The angle of triangle measures x + 110 degrees x + 20° and x Plus 30° find the measure of the smallest angle a 70° B 40° c 50° d 60°

To find the smallest angle, we need to compare the three given angles and determine which one has the smallest measure.

Given: Angle 1 = x + 110°, Angle 2 = x + 20°, Angle 3 = x + 30°

To compare the angles, we can set up an inequality:

x + 110° < x + 20° < x + 30°

Simplifying, we have:

110° < 20° < 30°

This is not a true statement, as 110° is greater than both 20° and 30°. Therefore, this inequality does not hold.
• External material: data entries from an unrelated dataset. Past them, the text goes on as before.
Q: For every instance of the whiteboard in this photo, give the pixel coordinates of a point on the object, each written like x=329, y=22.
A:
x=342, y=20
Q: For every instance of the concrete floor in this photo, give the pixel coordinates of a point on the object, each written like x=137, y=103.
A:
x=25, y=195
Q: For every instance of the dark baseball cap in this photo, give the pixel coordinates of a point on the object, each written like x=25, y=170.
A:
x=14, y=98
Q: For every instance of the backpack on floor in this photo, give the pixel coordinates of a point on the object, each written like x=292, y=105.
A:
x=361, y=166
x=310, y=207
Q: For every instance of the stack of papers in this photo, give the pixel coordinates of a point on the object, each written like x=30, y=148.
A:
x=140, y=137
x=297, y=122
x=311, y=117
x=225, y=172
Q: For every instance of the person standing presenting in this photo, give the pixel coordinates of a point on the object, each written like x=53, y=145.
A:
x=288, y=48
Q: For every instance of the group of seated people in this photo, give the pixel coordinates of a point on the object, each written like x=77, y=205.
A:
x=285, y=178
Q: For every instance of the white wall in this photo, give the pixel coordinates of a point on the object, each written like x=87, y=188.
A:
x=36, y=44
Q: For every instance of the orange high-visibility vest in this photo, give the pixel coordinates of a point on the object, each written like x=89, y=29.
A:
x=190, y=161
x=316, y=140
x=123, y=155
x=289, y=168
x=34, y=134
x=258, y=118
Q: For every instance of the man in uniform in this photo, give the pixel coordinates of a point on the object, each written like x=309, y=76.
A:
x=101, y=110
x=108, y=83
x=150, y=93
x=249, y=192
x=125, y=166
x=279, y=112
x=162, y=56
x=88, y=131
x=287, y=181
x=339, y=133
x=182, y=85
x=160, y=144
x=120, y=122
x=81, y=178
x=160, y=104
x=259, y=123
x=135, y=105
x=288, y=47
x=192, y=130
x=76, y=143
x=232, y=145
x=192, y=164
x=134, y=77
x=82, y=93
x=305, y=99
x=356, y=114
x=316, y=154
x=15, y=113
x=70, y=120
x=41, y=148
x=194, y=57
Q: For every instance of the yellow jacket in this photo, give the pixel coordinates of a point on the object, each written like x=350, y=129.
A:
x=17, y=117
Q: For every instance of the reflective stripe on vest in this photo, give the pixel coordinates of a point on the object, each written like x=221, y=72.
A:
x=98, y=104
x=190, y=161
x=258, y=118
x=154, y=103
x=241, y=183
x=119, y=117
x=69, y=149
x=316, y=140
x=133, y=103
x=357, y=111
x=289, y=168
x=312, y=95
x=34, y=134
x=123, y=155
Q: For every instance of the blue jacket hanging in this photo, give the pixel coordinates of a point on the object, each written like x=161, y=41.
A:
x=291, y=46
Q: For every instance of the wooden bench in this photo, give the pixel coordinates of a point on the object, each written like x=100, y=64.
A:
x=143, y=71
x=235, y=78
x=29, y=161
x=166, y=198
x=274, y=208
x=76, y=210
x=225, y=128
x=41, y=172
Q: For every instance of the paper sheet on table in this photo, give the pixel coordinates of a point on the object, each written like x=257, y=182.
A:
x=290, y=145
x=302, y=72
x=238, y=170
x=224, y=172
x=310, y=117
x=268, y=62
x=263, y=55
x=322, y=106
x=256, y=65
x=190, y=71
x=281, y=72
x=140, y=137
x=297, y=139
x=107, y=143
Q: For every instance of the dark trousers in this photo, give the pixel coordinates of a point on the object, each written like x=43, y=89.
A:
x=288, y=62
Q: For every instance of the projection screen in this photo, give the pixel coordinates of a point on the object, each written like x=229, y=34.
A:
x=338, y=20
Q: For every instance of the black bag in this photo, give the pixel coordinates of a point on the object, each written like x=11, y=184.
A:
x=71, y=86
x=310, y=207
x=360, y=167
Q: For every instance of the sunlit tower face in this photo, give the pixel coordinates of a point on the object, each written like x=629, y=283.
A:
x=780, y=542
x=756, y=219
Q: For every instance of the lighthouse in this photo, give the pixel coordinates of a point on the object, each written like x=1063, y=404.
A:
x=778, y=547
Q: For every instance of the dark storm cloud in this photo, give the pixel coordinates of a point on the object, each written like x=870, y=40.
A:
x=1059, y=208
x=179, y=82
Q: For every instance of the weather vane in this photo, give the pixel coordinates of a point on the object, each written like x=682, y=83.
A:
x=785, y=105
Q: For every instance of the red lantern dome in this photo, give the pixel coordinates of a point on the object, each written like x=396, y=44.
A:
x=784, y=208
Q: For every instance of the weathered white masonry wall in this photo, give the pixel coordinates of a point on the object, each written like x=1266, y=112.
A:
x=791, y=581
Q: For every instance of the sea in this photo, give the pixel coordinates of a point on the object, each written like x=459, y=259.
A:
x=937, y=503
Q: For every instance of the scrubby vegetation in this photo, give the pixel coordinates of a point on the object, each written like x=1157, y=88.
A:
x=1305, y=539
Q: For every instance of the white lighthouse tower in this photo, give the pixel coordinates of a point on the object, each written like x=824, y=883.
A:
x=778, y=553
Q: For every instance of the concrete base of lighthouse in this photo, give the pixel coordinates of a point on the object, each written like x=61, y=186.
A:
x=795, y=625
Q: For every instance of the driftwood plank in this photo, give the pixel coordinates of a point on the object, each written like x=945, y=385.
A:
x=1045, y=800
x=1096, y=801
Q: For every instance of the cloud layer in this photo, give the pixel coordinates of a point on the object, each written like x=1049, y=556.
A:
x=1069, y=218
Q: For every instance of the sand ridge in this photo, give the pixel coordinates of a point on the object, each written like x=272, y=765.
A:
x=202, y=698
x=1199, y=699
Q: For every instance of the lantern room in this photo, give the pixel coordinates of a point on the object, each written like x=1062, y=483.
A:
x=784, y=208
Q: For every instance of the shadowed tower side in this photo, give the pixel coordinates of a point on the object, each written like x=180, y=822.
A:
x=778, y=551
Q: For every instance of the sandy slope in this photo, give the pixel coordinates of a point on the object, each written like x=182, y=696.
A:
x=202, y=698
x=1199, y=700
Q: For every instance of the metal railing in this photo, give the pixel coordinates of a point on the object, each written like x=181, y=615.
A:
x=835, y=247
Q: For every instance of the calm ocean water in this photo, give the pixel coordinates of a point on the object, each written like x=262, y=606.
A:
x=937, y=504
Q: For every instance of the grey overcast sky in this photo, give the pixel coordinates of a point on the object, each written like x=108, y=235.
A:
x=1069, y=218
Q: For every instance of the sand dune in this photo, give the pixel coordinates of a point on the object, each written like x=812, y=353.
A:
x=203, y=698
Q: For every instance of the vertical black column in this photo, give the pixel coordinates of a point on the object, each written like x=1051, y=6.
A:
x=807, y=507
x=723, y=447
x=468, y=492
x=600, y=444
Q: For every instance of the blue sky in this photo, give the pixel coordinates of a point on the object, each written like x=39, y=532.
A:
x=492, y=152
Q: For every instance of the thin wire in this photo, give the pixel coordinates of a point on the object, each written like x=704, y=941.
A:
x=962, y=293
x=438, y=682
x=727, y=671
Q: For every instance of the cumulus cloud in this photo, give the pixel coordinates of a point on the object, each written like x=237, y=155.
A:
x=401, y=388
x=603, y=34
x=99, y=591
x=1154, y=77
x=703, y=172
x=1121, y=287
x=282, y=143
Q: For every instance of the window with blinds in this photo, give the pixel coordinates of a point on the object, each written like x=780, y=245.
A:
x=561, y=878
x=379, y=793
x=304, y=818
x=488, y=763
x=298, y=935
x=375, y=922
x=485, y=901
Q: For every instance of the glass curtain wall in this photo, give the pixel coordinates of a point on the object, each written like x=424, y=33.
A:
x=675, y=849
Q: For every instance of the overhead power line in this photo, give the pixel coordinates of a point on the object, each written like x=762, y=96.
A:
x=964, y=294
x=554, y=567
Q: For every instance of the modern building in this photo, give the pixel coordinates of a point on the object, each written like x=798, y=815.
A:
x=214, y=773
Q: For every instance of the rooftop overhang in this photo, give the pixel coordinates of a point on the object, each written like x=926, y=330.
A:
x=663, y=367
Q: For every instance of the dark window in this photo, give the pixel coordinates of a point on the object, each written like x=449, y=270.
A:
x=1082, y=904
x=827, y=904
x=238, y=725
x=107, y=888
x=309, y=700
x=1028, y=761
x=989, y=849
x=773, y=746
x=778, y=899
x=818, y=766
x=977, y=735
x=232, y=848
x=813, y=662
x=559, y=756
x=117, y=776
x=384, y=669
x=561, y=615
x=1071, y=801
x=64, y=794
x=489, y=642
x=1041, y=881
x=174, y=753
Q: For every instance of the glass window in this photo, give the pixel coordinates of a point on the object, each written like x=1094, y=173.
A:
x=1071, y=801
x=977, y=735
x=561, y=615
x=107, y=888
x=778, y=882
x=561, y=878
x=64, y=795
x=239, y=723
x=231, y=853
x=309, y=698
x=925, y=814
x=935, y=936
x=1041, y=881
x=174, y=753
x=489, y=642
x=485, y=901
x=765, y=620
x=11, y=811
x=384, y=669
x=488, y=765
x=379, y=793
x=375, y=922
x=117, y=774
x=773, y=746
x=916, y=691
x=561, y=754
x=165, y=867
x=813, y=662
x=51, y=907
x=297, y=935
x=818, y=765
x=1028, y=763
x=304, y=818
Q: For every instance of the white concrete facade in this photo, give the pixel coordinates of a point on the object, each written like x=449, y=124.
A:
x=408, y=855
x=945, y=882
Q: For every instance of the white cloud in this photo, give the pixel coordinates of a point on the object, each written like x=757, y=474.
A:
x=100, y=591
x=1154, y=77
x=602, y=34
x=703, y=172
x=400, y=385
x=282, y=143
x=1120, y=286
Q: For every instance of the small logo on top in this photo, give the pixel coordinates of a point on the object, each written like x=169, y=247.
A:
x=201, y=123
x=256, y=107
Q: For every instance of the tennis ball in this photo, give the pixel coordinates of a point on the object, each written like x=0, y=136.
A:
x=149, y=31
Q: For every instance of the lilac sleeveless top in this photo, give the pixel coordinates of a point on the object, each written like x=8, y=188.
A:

We can try another approach by setting up a different inequality:

x + 110° > x + 20° > x + 30°

Simplifying and comparing, we get:

110° > 20° > 30°

This is a true statement. Therefore, the measure of the smallest angle is x + 30°.

Since we do not have a specific value for x, we cannot determine the exact measure of the smallest angle. However, we can still eliminate options:

a) 70°: This cannot be the measure of the smallest angle since x + 30° will be less than 70° if x is positive.
b) 40°: This can be the measure of the smallest angle if x = 10.
c) 50°: This cannot be the measure of the smallest angle. If x = 20, then the smallest angle would be x + 30° = 50°.
d) 60°: This cannot be the measure of the smallest angle since x + 30° will be less than 60° if x is positive.

Therefore, the measure of the smallest angle is 40° (option b).